Le protectionnisme de Biden n’améliorera pas la sécurité nationale
Les arguments en faveur du projet de loi sont cependant douteux. Les milliards de dollars versés dans ces industries sont des milliards de dollars qui ne seront pas investis dans d’autres secteurs, et il n’est pas évident que le gouvernement soit meilleur que les investisseurs privés dans la gestion des ressources. Si acheter des semi-conducteurs à des entreprises étrangères revient moins cher, on ne voit pas pourquoi s’entêter à les fabriquer aux États-Unis. Mieux vaudrait assumer des pertes, voire des faillites, pour quelques producteurs nationaux : les ressources seraient réallouer à d’autres industries.

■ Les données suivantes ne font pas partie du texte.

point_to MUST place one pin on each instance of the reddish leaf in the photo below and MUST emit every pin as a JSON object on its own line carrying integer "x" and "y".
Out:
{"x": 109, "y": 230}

Mais beaucoup pensent qu’il s’agit là d’une affaire de sécurité nationale et que laisser les producteurs nationaux faire faillite c’est mettre l’économie domestique en danger. En réalité, les subventions finissent souvent par profiter aux grandes entreprises, tuant la concurrence. Et les petites entreprises en paient le prix fort. Dans le cas de la loi CHIPS, par exemple, il se pourrait bien que la politique industrielle de Biden relève plus du copinage que de la sécurité nationale. Invoquer la sécurité nationale n’est qu’un prétexte pour contourner les règles censées limiter l’action arbitraire de l’exécutif. Tous les grands programmes de dépenses et toutes les mesures réglementaires s’appuient sur ce type de clichés pour éviter qu’on en fasse un examen critique.

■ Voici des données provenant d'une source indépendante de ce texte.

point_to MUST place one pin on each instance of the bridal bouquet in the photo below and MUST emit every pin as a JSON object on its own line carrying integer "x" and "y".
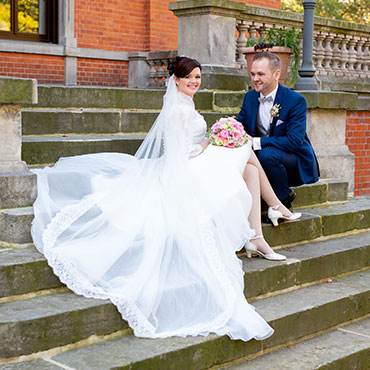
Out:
{"x": 227, "y": 132}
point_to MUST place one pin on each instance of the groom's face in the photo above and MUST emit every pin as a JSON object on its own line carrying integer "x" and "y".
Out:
{"x": 264, "y": 79}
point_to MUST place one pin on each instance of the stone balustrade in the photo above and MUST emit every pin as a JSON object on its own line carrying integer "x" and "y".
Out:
{"x": 341, "y": 50}
{"x": 338, "y": 49}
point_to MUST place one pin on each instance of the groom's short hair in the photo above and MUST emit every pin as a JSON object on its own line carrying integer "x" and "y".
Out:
{"x": 274, "y": 60}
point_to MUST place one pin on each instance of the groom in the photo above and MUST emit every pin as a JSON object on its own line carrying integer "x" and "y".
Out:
{"x": 275, "y": 119}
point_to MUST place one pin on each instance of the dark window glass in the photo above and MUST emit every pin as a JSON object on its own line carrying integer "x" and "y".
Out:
{"x": 33, "y": 20}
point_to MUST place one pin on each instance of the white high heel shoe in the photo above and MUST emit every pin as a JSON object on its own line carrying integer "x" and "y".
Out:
{"x": 273, "y": 214}
{"x": 250, "y": 247}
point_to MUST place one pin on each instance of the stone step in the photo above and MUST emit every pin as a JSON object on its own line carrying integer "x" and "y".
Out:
{"x": 323, "y": 191}
{"x": 85, "y": 121}
{"x": 24, "y": 271}
{"x": 347, "y": 347}
{"x": 15, "y": 225}
{"x": 41, "y": 150}
{"x": 49, "y": 321}
{"x": 329, "y": 219}
{"x": 324, "y": 220}
{"x": 293, "y": 315}
{"x": 110, "y": 97}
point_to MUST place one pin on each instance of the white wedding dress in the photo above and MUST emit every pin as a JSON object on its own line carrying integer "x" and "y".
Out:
{"x": 155, "y": 233}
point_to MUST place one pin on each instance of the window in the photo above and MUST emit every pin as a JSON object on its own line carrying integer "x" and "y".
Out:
{"x": 32, "y": 20}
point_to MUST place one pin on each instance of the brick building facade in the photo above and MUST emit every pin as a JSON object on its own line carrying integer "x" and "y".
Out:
{"x": 95, "y": 37}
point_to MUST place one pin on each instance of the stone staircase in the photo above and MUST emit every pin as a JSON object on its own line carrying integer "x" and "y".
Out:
{"x": 70, "y": 121}
{"x": 318, "y": 301}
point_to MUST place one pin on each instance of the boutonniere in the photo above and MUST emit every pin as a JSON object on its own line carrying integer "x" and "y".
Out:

Si les gouvernements étrangers sont disposés à subventionner les semi-conducteurs et à les rendre moins chers pour les Américains, ces derniers en profiteront. Adopter une mauvaise politique publique et gaspiller des ressources simplement parce que d’autres pays le font ne sert à rien. En outre, les efforts de M. Biden pour renforcer la fabrication nationale créent des tensions avec de proches partenaires des États-Unis. Les gouvernements européens accusent notamment l’administration Biden de saper le partenariat transatlantique avec des procédures « Made in America » qui menacent leurs économies.
L’idée selon laquelle les subventions produisent de la croissance et de l’innovation n’est guère plausible, sans parler de la multitude d’investissements de complaisance qui n’atteignent pas leurs objectifs. Les subventions et les régulations censées soutenir les emplois et les industries jugées essentielles à la sécurité nationale conduisent en fait à une augmentation des coûts en temps normal, et rendent le pays plus vulnérable en temps de crise. Elles finiront par faire grimper le prix des marchandises importées ou protégées. Pour cette raison elles abaisseront la compétitivité des industriels qui utilisent ces marchandises, ce qui entraînera une perte d’emplois dans divers secteurs de l’économie américaine.
Et pour couronner le tout, ces politiques protectionnistes sapent la crédibilité des États-Unis au sein de la communauté internationale, affaiblissent le système commercial mondial et encouragent d’autres pays à utiliser eux-aussi l’excuse de la sécurité nationale pour limiter les exportations américaines vers leurs marchés.